Durante uma caminhada no fim do segundo dia de luto, entendi que não era aquela oportunidade, de forma concreta, que eu queria. Eu desejava o sutil que ela me proporcionaria. E isso eu poderia trazer para o meu cotidiano a partir daquele momento. Só teria que deixar de ser covarde.

A verdade é que quando a gente coloca um objetivo tão claro na nossa cabeça e mira especificamente em um alvo tão concreto, a gente esquece do que realmente há por trás daquele desejo. No meu caso, o “não” mais doído que recebi há muitos anos foi o “sim” mais profundo à minha vida criativa, para eu me dar um chacoalhão e voltar pros trilhos do que realmente brilha em mim: escrever, ter tempo livre pra viver minha verdade e meus sonhos, colocar minha voz no mundo.

Era isso que eu queria: tempo (todos os ex-bolsistas com quem conversei salientaram isso, e meus olhos chegavam a brilhar), dinheiro (a bolsa paga bem) e liberdade (eu poderia fazer o que quisesse, pesquisando justamente o que amo, sem o mundo acadêmico no meu encalço, porque saí do mestrado mais traumatizada do que admiti).

A dor deu lugar à clareza e a uma chama de inspiração que ainda agora brilha. Então, comprei passagem para a Argentina numa noite em que tomei uns vinhos a mais, comecei a fazer uma leitura conjunta do livro que desbloqueou minha alma artista, me matriculei na academia, iniciei aulas de skate, comecei a planejar melhor minhas finanças… e o principal: entendi que ainda dá tempo, que minha vida profissional não está enterrada, que só não era naquela porta.

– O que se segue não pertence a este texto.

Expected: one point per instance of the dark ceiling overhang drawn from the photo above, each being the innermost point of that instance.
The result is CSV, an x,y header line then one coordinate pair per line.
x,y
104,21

Hoje de manhã, depois de quatro meses, recebi o motivo da rejeição. Doeu um pouco de novo, mas só pela nostalgia do que não vivi e pela busca intensa dos próximos passos que darei. Sinto que estou trilhando meu caminho com toda a autenticidade que consigo, genuinamente curiosa, com os roxos daquela queda quase curados.

Se foi preciso isso, aceito (até sem o beiço que me acompanhou por longos e doídos dias). Recolhi a flecha que queria atirar em todo mundo. Já estou mirando em outro alvo, confiando na clareza que aquele “não” me proporcionou. Tudo que tem acontecido me mostra que, se não fossem essas três letras, eu ainda estaria entorpecida, projetando em outro continente o que eu só encontrei dentro de mim.